Die Voraussetzungen für Mitarbeiter sind laut Wagner bundesweit gleich. Generell, erklärt er, müsse man eine bestandene Sachkundeprüfung für Sicherheitsdienstleistungen vorweisen können, um etwa als Kaufhausdetektiv oder Objektschützer eingesetzt zu werden.
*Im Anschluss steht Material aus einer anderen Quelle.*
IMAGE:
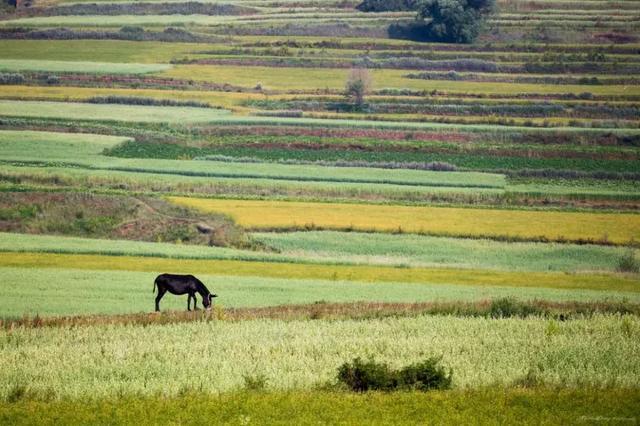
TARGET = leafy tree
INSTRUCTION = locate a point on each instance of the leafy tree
(386, 5)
Die Prüfung bestehe aus einem Theorie- und einem mündlichen Teil und werde von der Industrie- und Handelskammer (IHK) abgenommen. „Anschließend werden die Daten des Bewerbers ans Ordnungsamt geschickt, wo auch das große Führungszeugnis überprüft und auch beim Verfassungsschutz angefragt wird.“

Noch vor ein paar Jahren sei das relativ schnell gegangen, berichtet Wagner. „In vier Wochen war alles durch.“ Durch das neu eingeführte Bewacherregister dauere es jetzt aber deutlich länger. Bei einigen Mitarbeitern, die Wagner nachträglich ins Register einpflegen musste, warte er auch nach einem Jahr noch auf eine Rückmeldung. Er vermutet technische Probleme als Ursache.
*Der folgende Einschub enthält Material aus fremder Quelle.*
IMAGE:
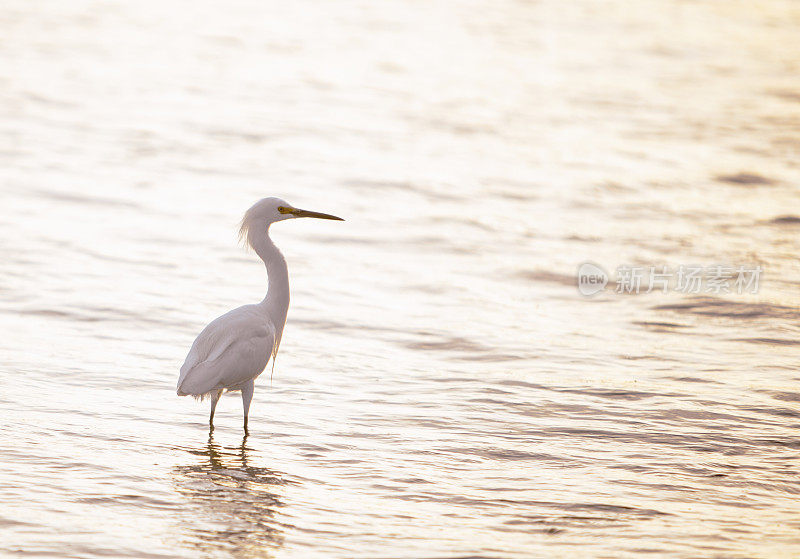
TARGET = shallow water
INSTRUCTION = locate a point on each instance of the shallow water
(442, 389)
Viele Aufträge brechen wegen Coronavirus weg

Szenenwechsel: Auch beim Unternehmen Securitas, das unter anderem eine Niederlassung in Karlsruhe betreibt, überwiegen derzeit die Auftragsausfälle. Wegen der Corona-Krise und den damit verbundenen Ausgangsbeschränkungen seien bundesweit viele Dienstleistungen weggebrochen, berichtet Sprecher Bernd Weiler. „Museen bleiben zu, Events und Fußballspiele wurden abgesagt – das spüren wir deutlich.“

Davon betroffen sei auch das Personal, das sonst bei Handgepäck- und Passagierkontrollen an Flughäfen – etwa in Stuttgart – mithilft. „Wir haben unter anderem zwar von Banken, Kliniken oder vom Lebensmittelhandel neue Aufträge bekommen“, sagt Weiler. Unter dem Strich könne das die Ausfälle derzeit nicht ausgleichen.

Qualität ist jetzt stärker gefragt.
Bernd Geromiller, Bereichsleiter der Niederlassung Pforzheim für die LWS Security Group

Die LWS Security Group, die auch einen Stützpunkt in Pforzheim hat, verzeichnet nun vor allem in Bayern einen Zuwachs. Aber auch in Baden-Württemberg bleibe die Auftragslage – trotz ausgefallener Veranstaltungen – konstant, bilanziert Bernd Geromiller. „Wir leiden nicht unter Arbeitsmangel“, macht der Bereichsleiter der Niederlassung Pforzheim deutlich.

Seit der Flüchtlingskrise und den Vorfällen mit Sicherheitsmitarbeitern habe er einen Wandel innerhalb der Branche registriert. „Qualität ist jetzt stärker gefragt“, meint Geromiller. Zudem kontrollierten auch die Behörden verstärkt die Einhaltung der Vorschriften.